Human-readable comes handy here.

Dylan168072y ago

A pretty printer is almost as handy and with significantly fewer compromises.

jitl2y ago

I prefer SQL for tabular data larger than 3 screens high, for me it’s easier for basically any analysis compared to a grep/wc/count/cut/paste bash pipeline. I use sqlite for CSV pretty regularly, if I needed columnar I’d use duckdb for parquet

lionkor2y ago

Even more so if you store personal data in there, which ofc would be encrypted per row.

rhelz2y ago

> Like, no human is going to read 50k rows, much less 10m rows.

Well, its 2AM, some dork has checked in code which breaks production, and it absolutely positively has to be fixed by 6:00am before the customer comes in.

Your bleary eyes are scaring through log files and data files, trying to find the answer..

... believe me, you will appreciate human-readable formats for both of those.
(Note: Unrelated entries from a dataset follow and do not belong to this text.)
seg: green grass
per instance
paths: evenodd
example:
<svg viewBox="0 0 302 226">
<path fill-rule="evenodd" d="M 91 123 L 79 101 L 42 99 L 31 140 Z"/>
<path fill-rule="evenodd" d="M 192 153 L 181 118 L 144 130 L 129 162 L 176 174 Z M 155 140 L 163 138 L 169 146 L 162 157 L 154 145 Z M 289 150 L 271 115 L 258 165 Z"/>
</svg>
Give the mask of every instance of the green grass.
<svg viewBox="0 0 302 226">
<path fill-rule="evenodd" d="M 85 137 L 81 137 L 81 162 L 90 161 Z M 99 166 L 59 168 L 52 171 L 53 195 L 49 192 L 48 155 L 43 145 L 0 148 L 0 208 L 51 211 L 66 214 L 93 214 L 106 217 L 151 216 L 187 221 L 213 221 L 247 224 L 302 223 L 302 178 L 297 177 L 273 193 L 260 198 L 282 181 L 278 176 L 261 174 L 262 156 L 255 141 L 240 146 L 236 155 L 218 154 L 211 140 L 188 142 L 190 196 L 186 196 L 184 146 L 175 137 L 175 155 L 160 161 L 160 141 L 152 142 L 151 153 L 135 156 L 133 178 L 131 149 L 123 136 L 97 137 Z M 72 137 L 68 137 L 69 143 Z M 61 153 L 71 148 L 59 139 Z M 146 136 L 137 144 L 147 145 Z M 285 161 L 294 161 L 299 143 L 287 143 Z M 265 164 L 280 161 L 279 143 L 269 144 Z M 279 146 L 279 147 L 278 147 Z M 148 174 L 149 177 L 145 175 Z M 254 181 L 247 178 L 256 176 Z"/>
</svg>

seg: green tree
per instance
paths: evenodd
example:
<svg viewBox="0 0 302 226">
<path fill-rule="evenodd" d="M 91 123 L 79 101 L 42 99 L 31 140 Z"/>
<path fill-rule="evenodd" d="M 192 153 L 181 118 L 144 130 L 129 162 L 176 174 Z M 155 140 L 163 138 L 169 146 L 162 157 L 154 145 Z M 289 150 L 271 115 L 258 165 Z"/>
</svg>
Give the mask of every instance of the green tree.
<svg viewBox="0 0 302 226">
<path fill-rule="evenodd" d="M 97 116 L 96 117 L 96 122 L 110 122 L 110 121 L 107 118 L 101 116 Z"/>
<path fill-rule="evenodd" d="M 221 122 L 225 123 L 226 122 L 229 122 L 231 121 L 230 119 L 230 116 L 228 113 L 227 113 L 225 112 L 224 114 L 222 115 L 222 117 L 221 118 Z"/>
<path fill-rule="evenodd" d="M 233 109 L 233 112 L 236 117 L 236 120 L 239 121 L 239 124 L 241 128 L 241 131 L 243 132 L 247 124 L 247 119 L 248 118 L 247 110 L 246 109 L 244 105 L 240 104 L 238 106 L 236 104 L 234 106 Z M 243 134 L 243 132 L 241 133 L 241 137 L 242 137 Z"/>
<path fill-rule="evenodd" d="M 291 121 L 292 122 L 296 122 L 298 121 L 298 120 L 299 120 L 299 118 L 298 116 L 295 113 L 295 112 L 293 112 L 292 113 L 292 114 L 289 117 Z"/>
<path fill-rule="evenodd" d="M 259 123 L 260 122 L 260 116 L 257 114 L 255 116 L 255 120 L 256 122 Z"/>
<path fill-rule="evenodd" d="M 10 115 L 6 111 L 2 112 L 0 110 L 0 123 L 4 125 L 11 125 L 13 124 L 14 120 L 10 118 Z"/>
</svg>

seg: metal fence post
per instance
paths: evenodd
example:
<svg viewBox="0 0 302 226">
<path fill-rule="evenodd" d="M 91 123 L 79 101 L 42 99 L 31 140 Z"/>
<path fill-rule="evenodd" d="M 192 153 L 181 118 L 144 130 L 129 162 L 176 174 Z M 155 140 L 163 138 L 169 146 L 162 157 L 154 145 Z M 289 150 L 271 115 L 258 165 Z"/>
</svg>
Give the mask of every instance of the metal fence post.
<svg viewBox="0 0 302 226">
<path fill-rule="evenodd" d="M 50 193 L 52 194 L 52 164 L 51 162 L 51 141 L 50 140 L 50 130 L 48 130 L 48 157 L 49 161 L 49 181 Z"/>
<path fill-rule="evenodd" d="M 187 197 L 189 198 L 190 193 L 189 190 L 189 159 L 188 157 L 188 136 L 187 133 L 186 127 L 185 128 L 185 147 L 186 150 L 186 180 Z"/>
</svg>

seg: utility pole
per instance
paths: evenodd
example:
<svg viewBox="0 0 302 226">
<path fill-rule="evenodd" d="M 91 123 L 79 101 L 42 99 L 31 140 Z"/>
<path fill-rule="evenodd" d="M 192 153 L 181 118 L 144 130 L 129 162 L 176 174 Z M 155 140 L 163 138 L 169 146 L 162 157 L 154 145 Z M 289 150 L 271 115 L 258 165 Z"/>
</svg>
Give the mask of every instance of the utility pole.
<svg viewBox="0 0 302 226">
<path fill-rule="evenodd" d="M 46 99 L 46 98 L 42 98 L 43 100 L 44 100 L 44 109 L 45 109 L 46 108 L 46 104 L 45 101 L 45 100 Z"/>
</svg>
You just want to cat out the the entries in the db which the new code can't handle... the last thing you want to do is to have to invoke some other tool or write some other script to make the data human readable.

And when you find the problem, you will want to just be able to edit a text file containing test cases to verify the fix.
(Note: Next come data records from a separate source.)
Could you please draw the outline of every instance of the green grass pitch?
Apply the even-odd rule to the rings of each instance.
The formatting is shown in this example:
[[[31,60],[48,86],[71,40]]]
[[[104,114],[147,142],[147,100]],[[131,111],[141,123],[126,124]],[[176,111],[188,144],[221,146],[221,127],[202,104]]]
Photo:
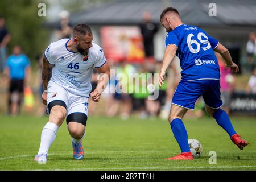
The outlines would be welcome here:
[[[34,158],[48,117],[0,116],[0,170],[255,170],[256,120],[232,118],[237,132],[250,143],[243,150],[213,118],[184,119],[189,138],[203,147],[193,161],[169,161],[180,150],[169,123],[160,119],[122,121],[89,117],[83,140],[85,159],[73,159],[71,138],[64,122],[52,145],[46,165]],[[210,151],[217,153],[217,164],[209,164]]]

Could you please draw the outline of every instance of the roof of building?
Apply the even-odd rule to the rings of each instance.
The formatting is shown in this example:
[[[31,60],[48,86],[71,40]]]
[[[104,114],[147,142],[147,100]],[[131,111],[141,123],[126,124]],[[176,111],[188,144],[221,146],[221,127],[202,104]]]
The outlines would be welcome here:
[[[212,0],[117,0],[101,3],[95,7],[71,14],[71,23],[89,25],[141,23],[142,14],[149,11],[152,21],[159,23],[159,16],[166,7],[177,9],[184,23],[195,26],[256,26],[255,0],[215,0],[216,16],[210,17],[209,11]],[[55,22],[48,22],[54,26]]]

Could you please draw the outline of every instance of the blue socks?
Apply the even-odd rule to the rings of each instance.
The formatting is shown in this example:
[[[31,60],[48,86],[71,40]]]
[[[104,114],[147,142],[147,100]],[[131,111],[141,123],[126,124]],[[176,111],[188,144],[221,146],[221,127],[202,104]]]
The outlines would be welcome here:
[[[221,126],[229,134],[229,136],[237,133],[233,127],[232,123],[228,114],[222,109],[218,109],[213,114],[213,118],[216,120],[218,125]]]
[[[190,152],[188,142],[188,133],[181,119],[176,118],[171,122],[172,133],[177,140],[181,152]]]

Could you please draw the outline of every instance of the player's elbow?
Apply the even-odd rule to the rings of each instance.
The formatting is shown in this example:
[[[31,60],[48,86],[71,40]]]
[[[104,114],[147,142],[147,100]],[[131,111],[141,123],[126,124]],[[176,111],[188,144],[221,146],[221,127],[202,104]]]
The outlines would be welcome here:
[[[226,54],[229,52],[229,50],[226,48],[224,48],[222,50],[222,53]]]
[[[218,51],[217,52],[221,55],[225,55],[229,52],[229,50],[228,50],[228,49],[224,46],[223,46],[223,47],[221,48],[221,49],[220,49],[217,51]]]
You don't want to write some script to generate and insert the data....at 2am, you are likely to write a buggy script which may keep you from realizing that you've already fixed the problem....or worse, indicate that you have fixed the problem when you haven't.

Fewer moving parts is always better.

dvt2y ago

> Well, its 2AM, some dork has checked in code which breaks production, and it absolutely positively has to be fixed by 6:00am before the customer comes in.

This is a classic XY problem. The issue isn't the data format, it's the fact that your organizational processes allow random code pushes at 2am that can break the whole thing.

Parquet, used by basically everyone, isn't human readable (and for good reason): it's for big data storage, retrieval, and processing. CSV is human readable (and for good reason): people use that data in Excel or other spreadsheeting software.

2 more replies

jitl2y ago

I’ve never been frustrated at 2am that my data in sqlite3 or Postgres isn’t in a human readable disk format.

If I’m working with parquet I’ll have duckdb on hand for fiddling parquet files. I’m much better at SQL at 2 am than I am at piping Unix tools together over N files.

I have no idea how I’d drop bad rows from this thing with a bash pipeline anyways, I need to select from one file to find the bad line numbers (grep I guess, I’ll need to look up how to cut just the line number), and then delete those lines from all the files in a zip (??). Sounds a lot harder than a single SELECT WHERE NOT or DELETE WHERE.